J. Am. Chem. Soc. http://doi.org/zj7 (2014)

The chemical properties of gold nanoparticles change with size. In particular, as the size of the nanoparticles gets smaller, their electronic structure changes from that typical of a metal, with surface electrons that behave in a collective manner, to that typical of a molecule, with discrete energy levels. But at what size exactly does this transition occur?

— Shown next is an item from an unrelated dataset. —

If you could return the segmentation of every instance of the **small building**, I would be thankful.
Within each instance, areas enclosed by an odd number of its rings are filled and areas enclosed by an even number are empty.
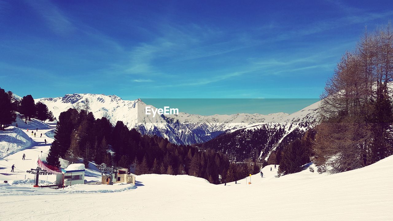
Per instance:
[[[72,164],[66,169],[61,169],[61,173],[57,175],[56,183],[64,186],[75,184],[84,184],[84,164]]]
[[[135,177],[129,174],[128,169],[121,167],[115,168],[109,174],[104,173],[102,176],[101,183],[113,185],[114,183],[126,182],[135,184]]]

To find this out, Hannu Häkkinen, Tatsuya Tsukuda, Yuichi Negishi and colleagues have now analysed the optical absorption and X-ray diffraction spectra of a series of thiolate-protected gold clusters composed of precise numbers of atoms, from Au520 to Au38.

The researchers — who are based at the University of Jyväskylä, the University of Tokyo and the Tokyo University of Science — find that there is a clear transition in the optical absorption spectra from a featureless plasmonic band, typical of metals, to a band with vibronic structures, typical of molecules, when the size of the cluster reduces from 187 to 144 gold atoms. As confirmation of the loss of metallic behaviour at around this size, the team show clusters with 144 atoms or fewer no longer have the face-centred cubic crystal structure typical of metallic gold.

Furthermore, owing to the good agreement between the X-ray spectra and density functional theory calculations, Häkkinen and colleagues are able to propose new structures for several Au clusters with more than 100 atoms. These clusters can be thought of as having core–shell structures in which the core Au atoms have a different geometry to the shell Au atoms.